Thank you for this insightful question. Our model architecture includes a blur-aware dual-branch decoder, where the blur decoder passes through three CF modules and fuses with features from the align decoder. We employ a deblurring reconstruction module on the align path to enhance its output. To further leverage the design, we introduce a loss between the blur decoder output and the re-defocus module to encourage CF modules to extract meaningful blur representations.
One of our intentions is to encourage effective feature interaction between the two branches. Specifically, the blur decoder extracts blur-aware event representations, which are used to guide and support the learning process of the align decoder. This interaction allows the align decoder to better capture defocus-related features from the event domain. In fact, there is a modality gap between events and RGB images: some low-texture regions or subtle motion details present in the GT image may not be well represented in event streams. In this context, directly supervising with defocus GT could potentially lead the optimization to overly favor one branch (e.g., the blur decoder), focusing more on image-domain appearance rather than learning the common defocus patterns reflected in the event stream. This may weaken the collaborative learning dynamics between the two branches.
Our current design aims to balance the contributions of both branches and promote cooperative learning, and has proven effective in practice (validated through ablation studies in the paper). We appreciate the reviewer’s question, and we will include a more detailed explanation of this design choice in the revised version.
What would be the performance if reconstruction is followed by defocus deblurring in the image domain?
We performed experiments and reported results in our supplementary material (Fig. 11 and Fig. 12), where the NRKNet network was employed as SIDD network processing for defocus removal.
The results of other methods + SIDD were suboptimal. This is because:
- Defocused event streams are inherently sparse and contain degraded spatial gradients.

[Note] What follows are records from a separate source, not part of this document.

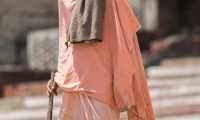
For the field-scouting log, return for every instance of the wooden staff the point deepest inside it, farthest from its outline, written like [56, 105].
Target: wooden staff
[50, 105]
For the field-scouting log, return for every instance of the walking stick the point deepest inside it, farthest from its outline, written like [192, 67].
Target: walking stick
[50, 105]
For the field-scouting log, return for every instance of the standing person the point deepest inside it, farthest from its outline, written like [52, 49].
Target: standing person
[105, 76]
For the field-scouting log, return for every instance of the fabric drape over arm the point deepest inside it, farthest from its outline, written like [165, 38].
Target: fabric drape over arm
[86, 23]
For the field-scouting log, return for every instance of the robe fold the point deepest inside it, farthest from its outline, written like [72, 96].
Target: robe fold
[110, 71]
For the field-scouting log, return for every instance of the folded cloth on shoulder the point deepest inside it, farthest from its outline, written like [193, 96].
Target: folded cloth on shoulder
[86, 24]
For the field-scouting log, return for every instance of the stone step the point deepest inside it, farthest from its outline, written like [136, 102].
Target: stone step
[181, 117]
[155, 72]
[174, 91]
[36, 114]
[160, 83]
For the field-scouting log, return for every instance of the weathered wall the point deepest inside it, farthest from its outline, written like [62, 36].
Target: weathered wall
[17, 18]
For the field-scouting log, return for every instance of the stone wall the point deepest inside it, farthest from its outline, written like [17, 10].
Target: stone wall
[17, 18]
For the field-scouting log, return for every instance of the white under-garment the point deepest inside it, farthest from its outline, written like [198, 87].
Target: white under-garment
[77, 106]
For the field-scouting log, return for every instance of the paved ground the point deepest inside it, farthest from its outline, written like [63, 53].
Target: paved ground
[173, 98]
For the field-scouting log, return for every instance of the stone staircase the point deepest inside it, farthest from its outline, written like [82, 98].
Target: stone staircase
[175, 96]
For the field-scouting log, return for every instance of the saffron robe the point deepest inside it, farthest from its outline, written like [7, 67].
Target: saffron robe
[111, 71]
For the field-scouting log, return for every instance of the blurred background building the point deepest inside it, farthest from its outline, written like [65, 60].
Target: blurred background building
[169, 40]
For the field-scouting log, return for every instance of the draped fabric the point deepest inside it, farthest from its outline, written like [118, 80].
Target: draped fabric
[110, 71]
[86, 23]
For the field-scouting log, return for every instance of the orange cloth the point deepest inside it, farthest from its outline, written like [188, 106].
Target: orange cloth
[77, 106]
[111, 71]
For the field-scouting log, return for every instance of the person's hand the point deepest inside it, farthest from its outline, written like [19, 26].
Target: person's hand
[52, 89]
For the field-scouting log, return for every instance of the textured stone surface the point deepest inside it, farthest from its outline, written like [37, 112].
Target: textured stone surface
[17, 18]
[42, 49]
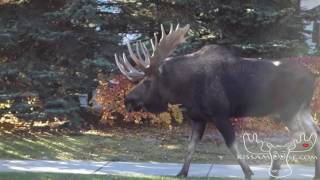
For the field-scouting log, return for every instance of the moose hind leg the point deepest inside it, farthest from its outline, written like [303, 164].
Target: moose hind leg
[225, 128]
[310, 127]
[198, 128]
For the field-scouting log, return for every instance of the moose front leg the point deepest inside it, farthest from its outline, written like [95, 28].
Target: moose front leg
[198, 128]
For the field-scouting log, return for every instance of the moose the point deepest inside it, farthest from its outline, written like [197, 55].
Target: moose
[213, 85]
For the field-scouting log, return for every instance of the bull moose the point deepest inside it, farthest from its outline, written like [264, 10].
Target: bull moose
[215, 85]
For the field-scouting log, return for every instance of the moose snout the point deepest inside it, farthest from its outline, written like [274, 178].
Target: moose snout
[133, 105]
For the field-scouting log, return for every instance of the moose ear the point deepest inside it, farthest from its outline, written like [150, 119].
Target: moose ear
[269, 145]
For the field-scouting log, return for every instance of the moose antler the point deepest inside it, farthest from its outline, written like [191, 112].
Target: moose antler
[160, 51]
[303, 144]
[253, 140]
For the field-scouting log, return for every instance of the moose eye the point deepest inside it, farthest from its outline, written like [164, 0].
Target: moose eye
[147, 83]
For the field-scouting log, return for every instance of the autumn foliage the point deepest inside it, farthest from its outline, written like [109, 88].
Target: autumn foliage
[111, 95]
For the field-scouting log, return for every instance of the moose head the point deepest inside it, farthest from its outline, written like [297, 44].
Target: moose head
[147, 70]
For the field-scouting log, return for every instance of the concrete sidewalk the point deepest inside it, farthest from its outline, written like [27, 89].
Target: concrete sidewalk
[144, 168]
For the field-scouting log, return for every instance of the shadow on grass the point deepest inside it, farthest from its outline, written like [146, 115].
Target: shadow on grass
[52, 176]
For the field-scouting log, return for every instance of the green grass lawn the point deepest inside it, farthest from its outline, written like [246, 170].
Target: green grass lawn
[53, 176]
[113, 146]
[116, 145]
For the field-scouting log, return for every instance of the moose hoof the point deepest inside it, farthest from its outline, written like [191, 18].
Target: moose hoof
[182, 174]
[316, 178]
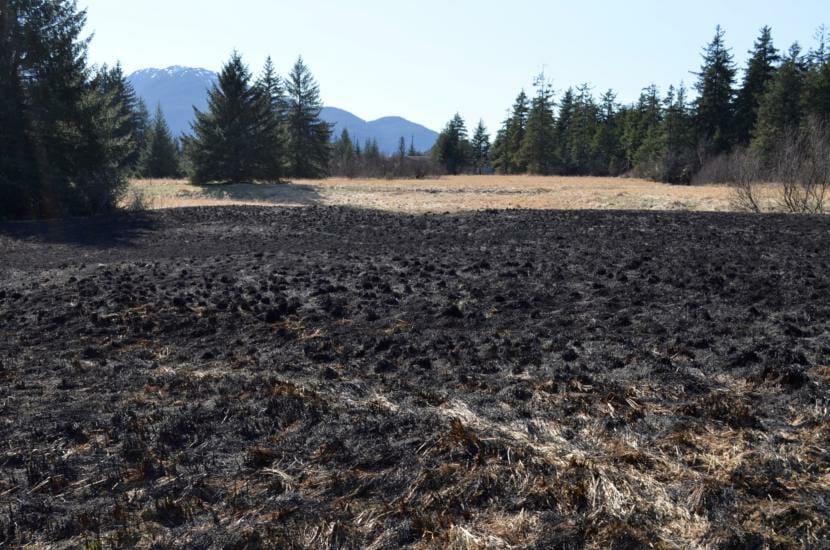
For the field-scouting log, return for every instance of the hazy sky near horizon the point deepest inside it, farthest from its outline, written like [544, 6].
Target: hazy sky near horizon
[426, 60]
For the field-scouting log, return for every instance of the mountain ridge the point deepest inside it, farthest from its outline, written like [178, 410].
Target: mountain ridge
[178, 89]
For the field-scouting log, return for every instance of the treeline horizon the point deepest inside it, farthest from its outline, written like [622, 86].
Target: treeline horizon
[669, 137]
[71, 134]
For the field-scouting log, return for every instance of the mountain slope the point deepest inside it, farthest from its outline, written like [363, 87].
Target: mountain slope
[179, 89]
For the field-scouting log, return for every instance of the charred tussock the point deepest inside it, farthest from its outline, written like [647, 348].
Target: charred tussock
[335, 378]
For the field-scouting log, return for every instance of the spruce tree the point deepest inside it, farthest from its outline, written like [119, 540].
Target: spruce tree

- Reconstructed intensity images from such events exhibit heavy artifacts and blurred textures, limiting the effectiveness of downstream image-based deblurring algorithms.
- Events capture log-intensity changes, not absolute intensity, and are affected by defocus noise, which severely impacts the quality of intermediate reconstructions.
These findings suggest that directly addressing defocus in the event domain, as EvFocus does, is more robust and efficient.
What is the significance of using an event camera for this task?
Thank you for your suggestion. Compared to Lou et al. [1], their work leverages a focal sweep with event cameras to reconstruct an all-in-focus image using timestamp selection and focal stack merging. This method assumes a dynamic focus adjustment and high-quality RGB input. In contrast, our setting targets scenarios where only event streams are available, especially in high-speed or low-light scenes.
Our approach reconstructs sharp images from single-pass, defocused event streams, making it suitable for settings without active focus control or RGB inputs like Lou et al. [1]. Hence, it complements Lou et al.’s method and serves different application domains.
We thank the reviewer again for the helpful comments and the recognition of our work. We will incorporate the suggestions and clarifications in the revised version.
This paper received three positive initial reviews. There was general consensus about the importance of the problem considered (video reconstruction from event streams under motion blur), the technical soundness of the proposed solution, and the clarity of presentation. There were some concerns raised about experimental evaluations (e.g., baseline comparisons, choice of metrics, and overall visual quality of the reconstructed results).
The authors provided a comprehensive response, after which two of the reviewers maintained positive (accept) decisions.
One of the reviewers, however, lowered their score citing low computational efficiency of the proposed method (and some other technical concerns). These concerns, while valid, are not considered prohibitive.
Therefore, on balance, an accept decision was reached.